Hard-Cooked Eggs in a Biscuit Container

Preheat stove to 325. Spot twelve eggs into a standard 12-check biscuit dish. Prepare for 25-30 minutes. Let stand 5 minutes.

Hard-Cooked Eggs in a Biscuit Skillet


Spot cooked eggs into a virus water shower. The eggshells may have some earthy colored spots on them subsequent to preparing, yet these will wash off effectively in the water.

Hard-Cooked Eggs in a Biscuit Container


Let those infants wash up until cooled through. Presently they're prepared for shading or stripping.
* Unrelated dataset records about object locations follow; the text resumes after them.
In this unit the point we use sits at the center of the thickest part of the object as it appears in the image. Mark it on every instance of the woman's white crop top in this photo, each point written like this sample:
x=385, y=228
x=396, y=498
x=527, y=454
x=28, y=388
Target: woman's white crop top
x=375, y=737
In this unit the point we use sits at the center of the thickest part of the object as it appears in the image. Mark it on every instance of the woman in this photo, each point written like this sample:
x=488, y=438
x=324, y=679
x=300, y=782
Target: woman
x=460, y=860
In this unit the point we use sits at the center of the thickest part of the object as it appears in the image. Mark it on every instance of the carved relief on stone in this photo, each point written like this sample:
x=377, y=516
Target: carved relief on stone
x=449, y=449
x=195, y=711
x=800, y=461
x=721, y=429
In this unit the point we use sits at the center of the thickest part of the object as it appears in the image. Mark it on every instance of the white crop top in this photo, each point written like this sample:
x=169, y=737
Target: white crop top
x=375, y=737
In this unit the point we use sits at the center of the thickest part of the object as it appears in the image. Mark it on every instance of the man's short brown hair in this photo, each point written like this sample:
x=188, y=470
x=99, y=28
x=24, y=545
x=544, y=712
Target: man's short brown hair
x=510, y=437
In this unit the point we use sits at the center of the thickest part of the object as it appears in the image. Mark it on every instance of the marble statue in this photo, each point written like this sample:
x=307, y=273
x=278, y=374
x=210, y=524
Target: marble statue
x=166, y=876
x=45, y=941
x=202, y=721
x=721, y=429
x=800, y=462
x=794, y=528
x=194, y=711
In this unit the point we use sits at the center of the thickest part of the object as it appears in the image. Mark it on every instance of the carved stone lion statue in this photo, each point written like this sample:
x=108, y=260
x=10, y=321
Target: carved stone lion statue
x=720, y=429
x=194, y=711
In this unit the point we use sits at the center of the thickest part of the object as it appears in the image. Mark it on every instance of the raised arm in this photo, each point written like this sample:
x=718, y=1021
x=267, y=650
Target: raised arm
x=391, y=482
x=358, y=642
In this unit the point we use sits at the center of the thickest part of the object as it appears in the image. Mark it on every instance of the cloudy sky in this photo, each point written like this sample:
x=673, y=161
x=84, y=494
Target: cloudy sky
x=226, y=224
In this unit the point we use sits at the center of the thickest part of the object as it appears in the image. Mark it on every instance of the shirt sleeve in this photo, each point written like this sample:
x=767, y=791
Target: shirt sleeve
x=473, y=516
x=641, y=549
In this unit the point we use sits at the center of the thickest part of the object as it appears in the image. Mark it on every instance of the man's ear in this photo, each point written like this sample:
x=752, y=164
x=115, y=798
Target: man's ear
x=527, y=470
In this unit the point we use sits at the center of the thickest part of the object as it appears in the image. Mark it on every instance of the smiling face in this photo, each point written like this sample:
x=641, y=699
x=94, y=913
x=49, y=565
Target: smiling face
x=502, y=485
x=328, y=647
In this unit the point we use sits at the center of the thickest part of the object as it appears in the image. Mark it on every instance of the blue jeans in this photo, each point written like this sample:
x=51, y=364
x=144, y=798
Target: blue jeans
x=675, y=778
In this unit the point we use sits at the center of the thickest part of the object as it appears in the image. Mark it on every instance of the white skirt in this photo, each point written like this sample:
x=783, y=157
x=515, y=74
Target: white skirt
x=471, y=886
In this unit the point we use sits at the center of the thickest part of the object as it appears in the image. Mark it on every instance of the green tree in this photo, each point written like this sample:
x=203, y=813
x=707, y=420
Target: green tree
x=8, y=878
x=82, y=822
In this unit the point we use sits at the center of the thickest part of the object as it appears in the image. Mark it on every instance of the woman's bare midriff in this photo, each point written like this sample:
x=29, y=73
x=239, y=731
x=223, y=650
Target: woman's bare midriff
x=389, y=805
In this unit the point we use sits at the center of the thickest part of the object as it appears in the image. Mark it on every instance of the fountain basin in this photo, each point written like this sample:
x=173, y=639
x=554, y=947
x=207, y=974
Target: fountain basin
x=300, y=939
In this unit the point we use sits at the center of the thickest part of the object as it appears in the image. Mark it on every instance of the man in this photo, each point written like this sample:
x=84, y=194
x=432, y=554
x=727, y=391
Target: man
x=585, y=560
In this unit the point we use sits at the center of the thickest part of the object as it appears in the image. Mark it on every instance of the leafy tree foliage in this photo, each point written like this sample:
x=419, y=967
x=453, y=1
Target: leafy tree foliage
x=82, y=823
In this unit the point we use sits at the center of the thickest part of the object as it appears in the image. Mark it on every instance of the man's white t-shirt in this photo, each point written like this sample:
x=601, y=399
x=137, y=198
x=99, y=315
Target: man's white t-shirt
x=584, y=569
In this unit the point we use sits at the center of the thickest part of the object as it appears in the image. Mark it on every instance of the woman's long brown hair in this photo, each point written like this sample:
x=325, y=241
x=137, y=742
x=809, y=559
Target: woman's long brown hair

Hard-Cooked Eggs in a Biscuit Container


Split and strip your pretty eggs. See, no gouges or shell marks from stripping. Simply simple, impeccable little eggs. You may locate some little earthy colored spots on the whites from heating.

Hard-Cooked Eggs in a Biscuit Container

There you have it. Beautiful minimal hard-cooked eggs. No dim rings around the yolk from over-cooking, either. They're prepared for your most loved deviled egg or egg serving of mixed greens formula! Like the pleasant surface on the egg? Utilize a serrated blade when cutting.


Cheerful Easter!

Kitchen Tip: Hard-Cooked Eggs in a Biscuit Skillet


Yields:

12 hard-cooked eggs

1 dozen eggs


1 12-check standard biscuit container

Preheat stove to 325. Spot 1 dozen eggs in biscuit container. Prepare 25-30 minutes (mine took 25, this will rely upon your stove). Spot eggs in a virus water shower until cool. Strip.